While in her first year of school, she supported herself by working a full‑time job in real estate sales. She studied hard and made it through the first year. She wrote to Dr. Cheatham to tell him of her studies and her desire to serve in the mission field. She wrote in her letter, “In about six years I will be ready to serve in a mission hospital.”

Cheatham replied, “How about now? You have two masters’ degrees already and a background in teaching. Someone like you is badly needed at a mission school in Londiani, Kenya. The teachers there need the expertise you have to train them, and they need it now.”

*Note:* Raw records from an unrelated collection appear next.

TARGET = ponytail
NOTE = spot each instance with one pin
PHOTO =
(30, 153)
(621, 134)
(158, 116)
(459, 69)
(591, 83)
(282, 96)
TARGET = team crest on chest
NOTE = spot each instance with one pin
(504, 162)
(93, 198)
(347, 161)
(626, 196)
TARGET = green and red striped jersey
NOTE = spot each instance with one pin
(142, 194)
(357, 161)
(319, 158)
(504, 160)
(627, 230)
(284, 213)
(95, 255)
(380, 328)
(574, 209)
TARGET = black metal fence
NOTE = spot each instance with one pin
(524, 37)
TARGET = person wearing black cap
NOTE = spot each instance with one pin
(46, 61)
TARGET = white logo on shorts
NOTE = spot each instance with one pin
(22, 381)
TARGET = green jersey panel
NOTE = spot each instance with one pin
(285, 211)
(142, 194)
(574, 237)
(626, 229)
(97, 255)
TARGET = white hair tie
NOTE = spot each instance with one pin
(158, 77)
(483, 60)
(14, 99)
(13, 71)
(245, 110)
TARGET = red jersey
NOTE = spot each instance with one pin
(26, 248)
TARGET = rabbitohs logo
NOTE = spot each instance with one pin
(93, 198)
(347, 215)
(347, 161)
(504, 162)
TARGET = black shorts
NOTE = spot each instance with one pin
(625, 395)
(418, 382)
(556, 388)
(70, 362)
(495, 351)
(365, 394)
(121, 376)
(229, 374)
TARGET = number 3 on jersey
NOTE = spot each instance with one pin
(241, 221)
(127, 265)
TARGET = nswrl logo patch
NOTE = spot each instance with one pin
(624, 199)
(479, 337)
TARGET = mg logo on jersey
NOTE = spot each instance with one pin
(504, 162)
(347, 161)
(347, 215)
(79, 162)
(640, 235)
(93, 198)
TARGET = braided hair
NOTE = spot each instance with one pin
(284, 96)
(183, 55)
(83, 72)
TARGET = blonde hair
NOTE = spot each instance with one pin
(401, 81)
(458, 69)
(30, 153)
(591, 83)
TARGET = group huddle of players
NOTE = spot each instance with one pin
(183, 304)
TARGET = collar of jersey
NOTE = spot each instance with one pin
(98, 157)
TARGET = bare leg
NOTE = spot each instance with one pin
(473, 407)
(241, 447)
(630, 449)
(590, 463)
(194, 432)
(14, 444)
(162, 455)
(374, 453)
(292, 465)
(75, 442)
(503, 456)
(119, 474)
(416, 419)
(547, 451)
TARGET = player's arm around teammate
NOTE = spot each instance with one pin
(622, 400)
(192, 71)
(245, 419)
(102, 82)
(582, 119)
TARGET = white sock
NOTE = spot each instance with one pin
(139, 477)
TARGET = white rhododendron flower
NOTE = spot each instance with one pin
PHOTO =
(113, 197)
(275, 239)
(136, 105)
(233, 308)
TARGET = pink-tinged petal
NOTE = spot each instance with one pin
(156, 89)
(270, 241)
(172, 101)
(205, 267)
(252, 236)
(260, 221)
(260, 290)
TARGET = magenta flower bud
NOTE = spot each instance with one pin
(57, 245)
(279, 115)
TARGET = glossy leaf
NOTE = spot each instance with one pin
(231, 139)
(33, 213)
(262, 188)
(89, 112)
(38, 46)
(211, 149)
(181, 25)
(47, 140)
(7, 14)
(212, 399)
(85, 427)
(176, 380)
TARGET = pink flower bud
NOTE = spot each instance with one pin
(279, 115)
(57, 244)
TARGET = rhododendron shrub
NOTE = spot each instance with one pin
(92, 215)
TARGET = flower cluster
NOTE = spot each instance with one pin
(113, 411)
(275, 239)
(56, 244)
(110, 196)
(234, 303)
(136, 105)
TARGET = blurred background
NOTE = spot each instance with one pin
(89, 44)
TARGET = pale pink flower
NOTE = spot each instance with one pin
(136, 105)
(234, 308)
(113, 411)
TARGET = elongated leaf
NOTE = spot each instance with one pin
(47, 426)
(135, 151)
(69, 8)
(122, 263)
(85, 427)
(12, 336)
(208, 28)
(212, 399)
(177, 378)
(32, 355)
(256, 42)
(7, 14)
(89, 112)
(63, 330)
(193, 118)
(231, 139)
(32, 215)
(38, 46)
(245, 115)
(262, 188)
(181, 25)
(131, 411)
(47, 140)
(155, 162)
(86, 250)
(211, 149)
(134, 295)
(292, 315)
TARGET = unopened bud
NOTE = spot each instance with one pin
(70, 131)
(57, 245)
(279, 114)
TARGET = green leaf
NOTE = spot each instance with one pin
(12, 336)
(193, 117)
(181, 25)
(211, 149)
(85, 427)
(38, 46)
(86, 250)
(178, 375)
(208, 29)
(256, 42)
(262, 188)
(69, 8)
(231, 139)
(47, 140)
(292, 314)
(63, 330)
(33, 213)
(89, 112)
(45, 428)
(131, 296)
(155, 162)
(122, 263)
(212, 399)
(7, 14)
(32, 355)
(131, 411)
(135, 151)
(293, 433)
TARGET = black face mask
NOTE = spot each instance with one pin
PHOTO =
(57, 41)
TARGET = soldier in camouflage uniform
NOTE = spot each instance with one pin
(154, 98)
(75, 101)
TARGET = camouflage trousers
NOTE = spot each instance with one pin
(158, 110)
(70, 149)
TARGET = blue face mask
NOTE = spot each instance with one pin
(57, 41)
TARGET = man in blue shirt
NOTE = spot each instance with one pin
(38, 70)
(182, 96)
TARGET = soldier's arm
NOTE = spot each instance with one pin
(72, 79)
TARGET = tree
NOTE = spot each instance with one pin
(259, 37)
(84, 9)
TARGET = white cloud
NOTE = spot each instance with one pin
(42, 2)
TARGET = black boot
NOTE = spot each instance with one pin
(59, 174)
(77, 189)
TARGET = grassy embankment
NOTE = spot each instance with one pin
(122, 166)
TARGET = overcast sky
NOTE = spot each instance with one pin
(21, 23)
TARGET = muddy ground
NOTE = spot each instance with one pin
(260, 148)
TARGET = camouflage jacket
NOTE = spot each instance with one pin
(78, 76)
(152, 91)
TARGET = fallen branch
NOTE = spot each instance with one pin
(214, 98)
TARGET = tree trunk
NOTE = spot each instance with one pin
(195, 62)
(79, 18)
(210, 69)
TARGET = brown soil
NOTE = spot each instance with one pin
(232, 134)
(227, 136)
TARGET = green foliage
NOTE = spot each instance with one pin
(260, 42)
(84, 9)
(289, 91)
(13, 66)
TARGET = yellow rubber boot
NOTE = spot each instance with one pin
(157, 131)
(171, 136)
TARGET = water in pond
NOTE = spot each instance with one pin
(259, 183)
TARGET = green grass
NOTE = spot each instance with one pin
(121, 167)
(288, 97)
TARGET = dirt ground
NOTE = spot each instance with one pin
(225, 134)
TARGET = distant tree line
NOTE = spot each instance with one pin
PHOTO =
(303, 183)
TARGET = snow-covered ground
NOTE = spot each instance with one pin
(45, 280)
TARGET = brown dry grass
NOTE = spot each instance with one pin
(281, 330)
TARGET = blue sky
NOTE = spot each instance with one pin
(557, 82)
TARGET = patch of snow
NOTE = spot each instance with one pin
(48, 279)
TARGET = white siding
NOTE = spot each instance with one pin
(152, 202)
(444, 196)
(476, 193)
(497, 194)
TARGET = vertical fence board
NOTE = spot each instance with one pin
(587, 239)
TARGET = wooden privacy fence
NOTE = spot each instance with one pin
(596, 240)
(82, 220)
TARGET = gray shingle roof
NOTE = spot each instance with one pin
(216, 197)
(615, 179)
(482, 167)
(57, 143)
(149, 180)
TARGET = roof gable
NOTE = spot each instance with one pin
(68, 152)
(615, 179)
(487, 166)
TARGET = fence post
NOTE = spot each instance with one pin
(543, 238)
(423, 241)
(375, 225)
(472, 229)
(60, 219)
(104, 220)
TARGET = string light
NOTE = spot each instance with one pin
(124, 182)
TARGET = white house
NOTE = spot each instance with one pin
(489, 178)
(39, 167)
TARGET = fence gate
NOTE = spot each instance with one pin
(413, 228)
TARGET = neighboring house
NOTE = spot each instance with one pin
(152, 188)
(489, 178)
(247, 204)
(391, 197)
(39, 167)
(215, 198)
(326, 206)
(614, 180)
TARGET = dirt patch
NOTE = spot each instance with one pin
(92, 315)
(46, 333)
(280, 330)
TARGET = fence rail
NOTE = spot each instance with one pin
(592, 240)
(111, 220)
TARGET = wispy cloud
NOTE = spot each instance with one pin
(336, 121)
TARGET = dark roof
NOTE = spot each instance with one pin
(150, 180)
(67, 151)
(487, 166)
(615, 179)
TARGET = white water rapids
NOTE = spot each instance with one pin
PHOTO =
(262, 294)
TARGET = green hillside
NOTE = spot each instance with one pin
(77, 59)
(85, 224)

Now? Kenya? she gulped. Barb says that, being a person who is used to the finer things in life and who takes germs very seriously, she had visions of tribal warfare, genocide, natives on the rampage, AIDS, malaria, the Ebola virus, and all sorts of other things. Still, she managed enough courage to ask the next question: “Where is this Londiani?” She found Londiani was a small village in western Kenya. Another Christian missionary was already there and had started the school. She was now building a medical clinic and dreamed of starting a small hospital.

Barb decided this was where she needed to be. However, when she announced to her grown children, “I am going to the jungle this summer to work as a missionary,” they were not encouraging. “You know, you’re losing it, Mother,” one said. Another commented, “I’m proud of you. Mom, but can’t you do something nice and safe that is a little bit closer to home than East Africa?” Another questioned her wisdom. “I don’t want you to die,” said this offspring.

Barb finally blurted out, “I tried to teach you how to live, and now I am going to teach you how to die.” (5)

Well, of course, not everyone who goes as a missionary to Africa ends up dying there. But Barb had settled in her own mind that, if this was required of her, she was willing to pay the price.

Barb wasn’t a wimp by any stretch of the imagination. She was a woman of courage, the kind of woman, the kind of person that God is looking for. Jesus didn’t scold his disciples for having great dreams, for wanting to be the best, the greatest. Ambition can be a very useful tool for motivating us to be all we can be. Christ wanted his disciples to understand that being greatest in the kingdom of God meant a total commitment to serving all God’s children.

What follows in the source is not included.